CRACKS IN THE HOUSE

The clearest signs yet of cracks and fissures in Trinidad & Tobago’s 25-month-old governing coalition appeared at the weekend when the labor-led Movement For Social Justice (MSJ) announced that it was leaving because of dissatisfaction with the way the country was being run and how workers were being marginalized by authorities, among other complaints.

David Abdulah said the MSJ is not only leaving the five-party coalition that ousted Patrick Manning’s People’s National Movement (PNM) two years ago but he would also be giving up his seat as a government senator in the upper house.

He timed his widely expected announcement to coincide with Labor Day celebrations in Caricom’s largest and most robust economy to announce his departure and to attract criticisms from Prime Minister Kamla Persad-Bissessar about alleged recklessness and unreasonableness in the months when the Movement was part of her cabinet and government.

“We have not taken this decision lightly or easily. We recognize that we have a responsibility to the citizens of Trinidad and Tobago as we were an integral part of the partnership that campaigned in 2010 and asked you to vote for the Partnership to be your government. We do not regret that decision. It was the right thing to do at that time. As it is the right thing for us to now withdraw from the Partnership,” he said.

The MSJ had for months been complaining about the refusal of the Administration to properly raise wages to reflect cost-of-living increases and the apparent unwillingness of authorities to tackle corruption and a host of other ills. He had also suggested that while the faces in government had changed “nepotism, discrimination, patronage and corruption are still the order of the day in too many enterprises.”

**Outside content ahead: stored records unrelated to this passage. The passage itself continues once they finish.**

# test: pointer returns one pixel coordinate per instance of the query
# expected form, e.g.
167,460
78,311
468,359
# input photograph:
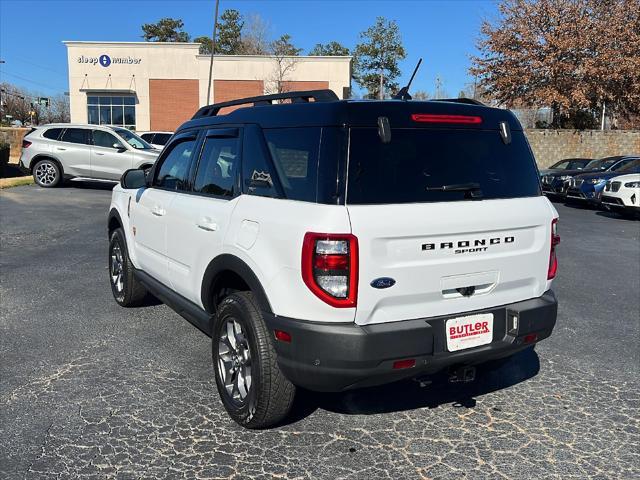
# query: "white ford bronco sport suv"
336,244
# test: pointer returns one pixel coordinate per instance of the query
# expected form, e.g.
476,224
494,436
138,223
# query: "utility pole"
213,49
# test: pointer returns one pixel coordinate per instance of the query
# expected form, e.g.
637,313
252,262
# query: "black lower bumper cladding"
337,357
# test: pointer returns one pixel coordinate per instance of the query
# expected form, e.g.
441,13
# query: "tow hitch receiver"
462,374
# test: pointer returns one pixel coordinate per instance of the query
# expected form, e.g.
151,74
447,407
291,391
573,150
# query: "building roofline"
140,44
292,57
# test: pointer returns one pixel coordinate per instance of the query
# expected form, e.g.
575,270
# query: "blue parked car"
589,186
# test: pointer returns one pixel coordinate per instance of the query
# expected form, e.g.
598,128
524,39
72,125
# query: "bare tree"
58,110
255,36
284,54
578,57
420,95
17,105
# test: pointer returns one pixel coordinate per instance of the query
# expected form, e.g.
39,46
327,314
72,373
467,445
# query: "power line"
29,80
29,62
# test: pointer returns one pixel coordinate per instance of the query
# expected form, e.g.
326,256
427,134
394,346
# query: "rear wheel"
126,289
253,390
46,173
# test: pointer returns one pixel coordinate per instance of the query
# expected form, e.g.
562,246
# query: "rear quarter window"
52,133
295,156
418,160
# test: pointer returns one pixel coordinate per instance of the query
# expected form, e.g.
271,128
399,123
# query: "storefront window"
112,110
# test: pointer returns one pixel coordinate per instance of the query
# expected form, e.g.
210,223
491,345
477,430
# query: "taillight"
459,119
553,259
330,267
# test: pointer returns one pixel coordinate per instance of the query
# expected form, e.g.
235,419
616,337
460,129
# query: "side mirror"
134,178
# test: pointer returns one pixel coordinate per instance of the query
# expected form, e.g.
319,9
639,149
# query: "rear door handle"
207,225
158,211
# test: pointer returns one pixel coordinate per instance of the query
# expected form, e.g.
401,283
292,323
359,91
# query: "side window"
161,138
295,155
104,139
620,165
52,133
257,177
174,169
75,135
218,167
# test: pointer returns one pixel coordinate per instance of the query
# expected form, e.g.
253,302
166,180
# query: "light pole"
213,49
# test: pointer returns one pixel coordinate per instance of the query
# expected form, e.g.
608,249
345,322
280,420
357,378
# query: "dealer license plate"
470,331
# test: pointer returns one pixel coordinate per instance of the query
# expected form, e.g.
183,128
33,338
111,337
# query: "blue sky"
443,32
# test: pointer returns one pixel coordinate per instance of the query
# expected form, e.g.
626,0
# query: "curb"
15,181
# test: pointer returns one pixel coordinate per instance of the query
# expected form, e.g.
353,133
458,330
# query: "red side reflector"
283,336
553,259
460,119
401,364
332,262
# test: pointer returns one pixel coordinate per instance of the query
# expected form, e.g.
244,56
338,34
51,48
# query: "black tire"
270,394
47,173
126,288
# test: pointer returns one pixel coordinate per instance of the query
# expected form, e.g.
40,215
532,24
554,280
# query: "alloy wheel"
234,361
46,173
117,268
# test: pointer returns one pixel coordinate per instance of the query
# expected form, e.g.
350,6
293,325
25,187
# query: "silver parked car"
97,152
157,139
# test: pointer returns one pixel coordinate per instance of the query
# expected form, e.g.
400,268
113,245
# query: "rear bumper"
330,357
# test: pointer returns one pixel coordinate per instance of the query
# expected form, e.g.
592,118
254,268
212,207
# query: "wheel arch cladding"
222,272
114,221
39,157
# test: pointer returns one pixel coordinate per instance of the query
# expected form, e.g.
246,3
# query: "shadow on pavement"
408,395
618,215
88,185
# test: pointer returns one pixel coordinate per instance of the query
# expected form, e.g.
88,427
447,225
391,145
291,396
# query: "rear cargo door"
482,242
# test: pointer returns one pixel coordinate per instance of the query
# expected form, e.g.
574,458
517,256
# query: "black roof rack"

For her part, the prime minister dismissed the MSJ’s exit as a move that would strengthen rather than weaken the Indo-led coalition, saying that some of its demands were “impossible, unreasonable and reckless. It seems David’s entrance into government never allowed him the advantage of a national perspective. He remained trapped in isolationist thinking. You cannot negotiate governance like a labor union leader representing the interest of only one group. In government your responsibility is larger than that,” Persad-Bissessar argued, daring to suggest that her government is the most transparent in recent memory in Trinidad.

The announcement drew quick reactions from analysts. The Trinidad Express quoted scientist Dr. Winford James as expressing no real surprise about the latest developments, noting that ““labor has been acting up for a while”.

Former Prime Minister Basdeo Panday who founded the United National Congress (UNC), the dominant party in the coalition said it appears that the MSJ was becoming less comfortable with the way the country was being run and is returning to its labor roots.

“I think what is bothering the MSJ, as indeed the same thing is bothering the Congress of the People (COP, is that they are being perceived as being part of the corruption, waste and mismanagement of the Partnership as a government. I think they are trying to extricate themselves from that because it will affect their future political ambitions,” Panday said.